Saturday, September 26, 2009

procession

Today, for some reason, is a Saturday like Saturdays were the first few months after he left. I don’t completely know why. I’ve intentionally stopped counting Saturdays, numbering the hours and weeks since he left. Maybe someday, I won’t even remember the time of day. It has taken everything in me to not break down today—multiple times—once in the middle of a massage.

It’s been a week. A week of hearing other people complain and hurt. Some hurts so real and deep and huge that I don’t know how the person continues to function.
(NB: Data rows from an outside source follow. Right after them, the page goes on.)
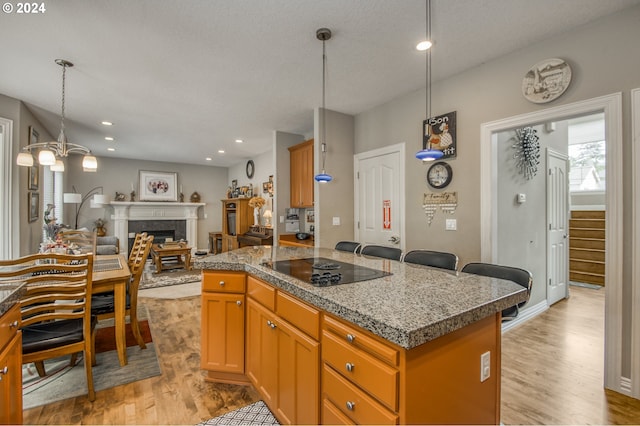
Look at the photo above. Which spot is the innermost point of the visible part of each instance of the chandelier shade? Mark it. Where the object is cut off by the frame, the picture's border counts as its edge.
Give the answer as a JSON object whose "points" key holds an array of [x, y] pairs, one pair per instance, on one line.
{"points": [[49, 153]]}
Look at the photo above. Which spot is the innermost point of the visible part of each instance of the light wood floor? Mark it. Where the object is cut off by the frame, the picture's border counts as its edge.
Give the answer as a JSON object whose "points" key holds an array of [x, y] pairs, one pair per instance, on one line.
{"points": [[552, 374]]}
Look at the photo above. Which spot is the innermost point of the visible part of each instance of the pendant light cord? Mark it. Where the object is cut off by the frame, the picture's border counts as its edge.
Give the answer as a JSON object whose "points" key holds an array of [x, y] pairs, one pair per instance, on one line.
{"points": [[324, 121], [428, 67]]}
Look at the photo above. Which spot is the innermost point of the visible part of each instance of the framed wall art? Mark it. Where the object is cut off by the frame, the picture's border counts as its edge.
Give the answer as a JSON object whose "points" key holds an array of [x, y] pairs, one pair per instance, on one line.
{"points": [[158, 186], [34, 206], [439, 133]]}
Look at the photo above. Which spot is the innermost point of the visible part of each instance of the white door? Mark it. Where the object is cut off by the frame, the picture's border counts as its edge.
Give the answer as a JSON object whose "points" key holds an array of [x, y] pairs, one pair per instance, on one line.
{"points": [[379, 190], [557, 232]]}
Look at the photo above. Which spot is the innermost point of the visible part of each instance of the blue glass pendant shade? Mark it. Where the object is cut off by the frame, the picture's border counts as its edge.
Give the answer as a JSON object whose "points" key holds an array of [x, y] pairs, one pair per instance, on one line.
{"points": [[323, 177]]}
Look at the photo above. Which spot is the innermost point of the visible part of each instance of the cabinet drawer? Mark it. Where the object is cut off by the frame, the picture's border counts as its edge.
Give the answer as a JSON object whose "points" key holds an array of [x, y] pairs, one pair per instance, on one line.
{"points": [[359, 339], [353, 402], [262, 293], [298, 313], [331, 415], [9, 325], [227, 282], [372, 375]]}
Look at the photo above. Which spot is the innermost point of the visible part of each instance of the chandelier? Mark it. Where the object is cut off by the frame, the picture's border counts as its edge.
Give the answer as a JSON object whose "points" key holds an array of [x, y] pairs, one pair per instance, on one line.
{"points": [[51, 153], [427, 153], [323, 34]]}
Others seemingly trivial and made into issues of pain that really should only be a pin-prick. Either way, I have heard a lot from people who are hurting so desperately. They say that misery loves company. In part, that is true. In another part, it’s not. I don’t want my pain to be compared to someone else’s. It somehow makes it less mine if others are going through similar (more or less), and not in a relieving kind of way. I’m tired of hearing people complain. Tired of people that are hurting. I’m tired of hearing myself complain. I’m tired of myself hurting.

Since I have told myself that I am not going to see him for a long time, I’ve had a sense of relief. That is gone today. All I want to do is see him. See my best friend. The person I love the most. I miss HIM so much.

I went to see Love Happens with Jennifer Anniston last night. I didn’t want to see it, but I wanted to be with KE and MS, so I went. It was really good. Not a sappy romance in any stretch. It was about dealing with death and trying to figure out how to keep living and going on after a death. The three of us spent the movie in tears. I’ve been through so many deaths, and this just feels like one more. And I don’t know really how to burry it. I don’t want to. He’s not really dead. He’s not gone. If I wanted, I know I could call him and he’d meet me in an hour if he wasn’t working. He wouldn’t second guess, he’d just say that he’d do whatever I need him to do. But that doesn’t change the fact that death happened. Who we were together died—was killed. Maybe part of him did too. Maybe it didn’t. But, I know part of me did. How do you move on after death? How you find your wholeness again when so much of yourself has been ripped away?